In Antartide si è aperto un buco gigantesco tra i ghiacci: è un effetto del riscaldamento globale? Ecco cosa sappiamo.
Ambiente5 Maggio 2025 - ore 12:20 - Redatto da Meteo.it
Ambiente5 Maggio 2025 - ore 12:20 - Redatto da Meteo.it

In Antartide si è verificato un evento che ha catalizzato l'attenzione degli scienziati di tutto il mondo. Sopra la regione di Maud Rise è stato trovato un "buco" enorme, grande grosso modo come la Svizzera. Non è la prima volta che si verificano fenomeni simili. Secondo gli scienziati si tratta di polinia, che si crea quando le correnti oceaniche spingono acqua calda verso la superficie, favorendo la fusione dello strato di ghiaccio che la ricopre.
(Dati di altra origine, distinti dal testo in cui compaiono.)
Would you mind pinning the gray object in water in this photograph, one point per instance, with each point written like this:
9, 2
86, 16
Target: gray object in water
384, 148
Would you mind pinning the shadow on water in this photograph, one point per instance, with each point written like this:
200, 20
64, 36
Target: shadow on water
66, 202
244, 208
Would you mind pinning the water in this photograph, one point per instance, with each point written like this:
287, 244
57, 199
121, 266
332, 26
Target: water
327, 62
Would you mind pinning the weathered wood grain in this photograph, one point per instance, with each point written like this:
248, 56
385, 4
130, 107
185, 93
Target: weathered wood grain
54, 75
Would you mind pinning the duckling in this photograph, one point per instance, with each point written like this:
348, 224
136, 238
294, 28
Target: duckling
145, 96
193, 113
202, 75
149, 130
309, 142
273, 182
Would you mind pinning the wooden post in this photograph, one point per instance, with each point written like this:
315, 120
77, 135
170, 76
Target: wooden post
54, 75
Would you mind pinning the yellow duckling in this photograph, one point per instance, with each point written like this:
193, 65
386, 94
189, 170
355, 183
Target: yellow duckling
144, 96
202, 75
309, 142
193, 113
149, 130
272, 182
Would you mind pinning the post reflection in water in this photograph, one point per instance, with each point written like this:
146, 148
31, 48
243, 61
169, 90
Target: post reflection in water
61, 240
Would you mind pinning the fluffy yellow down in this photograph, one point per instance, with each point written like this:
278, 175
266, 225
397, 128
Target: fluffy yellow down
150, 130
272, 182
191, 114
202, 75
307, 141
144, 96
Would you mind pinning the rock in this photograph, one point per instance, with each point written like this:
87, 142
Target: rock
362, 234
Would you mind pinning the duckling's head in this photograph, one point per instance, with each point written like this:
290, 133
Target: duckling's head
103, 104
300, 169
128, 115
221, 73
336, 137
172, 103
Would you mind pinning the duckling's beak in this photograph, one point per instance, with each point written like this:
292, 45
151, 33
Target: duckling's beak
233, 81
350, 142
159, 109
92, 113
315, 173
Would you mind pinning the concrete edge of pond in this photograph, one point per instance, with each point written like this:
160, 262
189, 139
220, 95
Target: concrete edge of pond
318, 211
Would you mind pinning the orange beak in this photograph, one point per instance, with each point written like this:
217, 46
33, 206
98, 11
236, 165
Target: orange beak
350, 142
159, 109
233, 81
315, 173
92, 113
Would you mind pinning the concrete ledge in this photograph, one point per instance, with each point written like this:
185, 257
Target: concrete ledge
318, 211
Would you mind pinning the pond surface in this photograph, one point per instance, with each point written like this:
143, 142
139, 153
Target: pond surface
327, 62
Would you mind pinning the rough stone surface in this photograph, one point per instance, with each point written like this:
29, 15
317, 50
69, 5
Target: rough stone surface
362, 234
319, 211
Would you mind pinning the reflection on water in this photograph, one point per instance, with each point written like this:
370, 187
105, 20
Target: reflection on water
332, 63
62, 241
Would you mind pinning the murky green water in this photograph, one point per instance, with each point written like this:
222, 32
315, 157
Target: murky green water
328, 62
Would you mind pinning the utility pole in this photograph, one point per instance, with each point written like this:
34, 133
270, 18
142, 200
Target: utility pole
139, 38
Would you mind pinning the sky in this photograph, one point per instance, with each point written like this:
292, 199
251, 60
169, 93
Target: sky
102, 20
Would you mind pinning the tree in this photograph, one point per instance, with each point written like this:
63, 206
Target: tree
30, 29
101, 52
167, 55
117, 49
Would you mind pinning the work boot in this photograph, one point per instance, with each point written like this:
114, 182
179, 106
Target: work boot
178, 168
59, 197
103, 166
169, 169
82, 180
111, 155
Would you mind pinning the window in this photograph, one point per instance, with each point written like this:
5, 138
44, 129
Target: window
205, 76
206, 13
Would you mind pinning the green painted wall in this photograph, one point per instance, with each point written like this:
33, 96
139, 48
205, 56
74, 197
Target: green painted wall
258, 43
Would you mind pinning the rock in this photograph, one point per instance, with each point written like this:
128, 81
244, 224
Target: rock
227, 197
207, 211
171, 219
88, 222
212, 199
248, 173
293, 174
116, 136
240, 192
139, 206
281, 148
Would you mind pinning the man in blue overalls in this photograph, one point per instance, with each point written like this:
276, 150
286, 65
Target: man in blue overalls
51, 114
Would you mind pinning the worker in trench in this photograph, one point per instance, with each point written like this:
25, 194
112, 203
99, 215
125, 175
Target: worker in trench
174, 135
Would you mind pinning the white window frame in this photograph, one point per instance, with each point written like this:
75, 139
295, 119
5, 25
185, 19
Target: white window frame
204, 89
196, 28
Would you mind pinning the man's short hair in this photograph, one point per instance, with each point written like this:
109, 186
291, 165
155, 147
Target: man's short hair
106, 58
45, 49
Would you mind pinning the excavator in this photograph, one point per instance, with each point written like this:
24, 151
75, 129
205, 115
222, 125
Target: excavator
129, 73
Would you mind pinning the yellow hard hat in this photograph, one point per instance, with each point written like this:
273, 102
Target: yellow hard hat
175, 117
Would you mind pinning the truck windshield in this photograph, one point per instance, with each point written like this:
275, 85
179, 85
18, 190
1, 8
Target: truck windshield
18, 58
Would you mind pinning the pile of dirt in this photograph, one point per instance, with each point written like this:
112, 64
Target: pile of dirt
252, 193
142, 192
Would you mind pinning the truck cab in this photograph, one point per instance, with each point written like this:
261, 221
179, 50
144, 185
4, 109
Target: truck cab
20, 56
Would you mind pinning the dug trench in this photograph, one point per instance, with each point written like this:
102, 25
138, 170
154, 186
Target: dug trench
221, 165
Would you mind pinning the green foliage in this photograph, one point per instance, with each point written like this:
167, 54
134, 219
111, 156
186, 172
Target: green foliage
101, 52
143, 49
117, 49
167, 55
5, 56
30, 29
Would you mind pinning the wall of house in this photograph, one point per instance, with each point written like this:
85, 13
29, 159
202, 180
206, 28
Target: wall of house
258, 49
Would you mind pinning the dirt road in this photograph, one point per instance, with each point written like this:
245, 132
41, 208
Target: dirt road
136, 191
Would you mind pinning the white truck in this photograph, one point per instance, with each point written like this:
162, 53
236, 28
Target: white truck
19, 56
Un gigantesco buco si è aperto in Antartide, cosa sappiamo

Uno studio recente ha rivelato come le enormi aperture, grandi come città, che si stanno formando sulla piattaforma di ghiaccio dell'Antartide potrebbero essere favorite da alcuni fenomeni, in primis il "trasporto di Ekman". Gli scienziati hanno infatti scoperto che questi eventi si formano a causa di masse di acqua oceanica calda che scioglie il ghiaccio dal basso, creando correnti di acqua dolce calda che posizionandosi sopra l'acqua oceanica salata possono provocare la rottura della superficie creando dei fori giganteschi.

Il buco gigantesco che si è aperto sopra la regione di Maud Rise ha sollevato nuovi interrogativi sull'equilibrio climatico del pianeta. Già nel 1970 i ricercatori si erano occupati di questo fenomeno ma recenti studi hanno evidenziato una serie di fattori come le tempeste extratropicali, ormai più frequenti con l'aumento delle temperature globali, essenziali per il mantenimento del buco. Proprio il cambiamento del tempo potrebbe alterare la distribuzione delle polinie con conseguenze sulla fauna marina.

La storia della Maud Rise Polynya

La polynya di Maud Rise si è sviluppata nella copertura di ghiaccio marino del Mare di Weddell, precisamente sopra la montagna sottomarina chiamata “Maud Rise”, da cui prende il nome questa apertura nel ghiaccio. Osservata per la prima volta negli anni 70, si è poi ripresentata tutti gli inverni dal 1974 al 1976.

Negli anni a seguire il buco è comparso sporadicamente fino agli inverni antartici del 2016 e 2017 quando il buco ha raggiunto dimensioni pari a quasi due volte quelle del Galles. Questo è dovuto al fatto che la corrente oceanica intorno al mare di Weddell si è rafforzata portando ad una risalita di acque calde e particolarmente salate.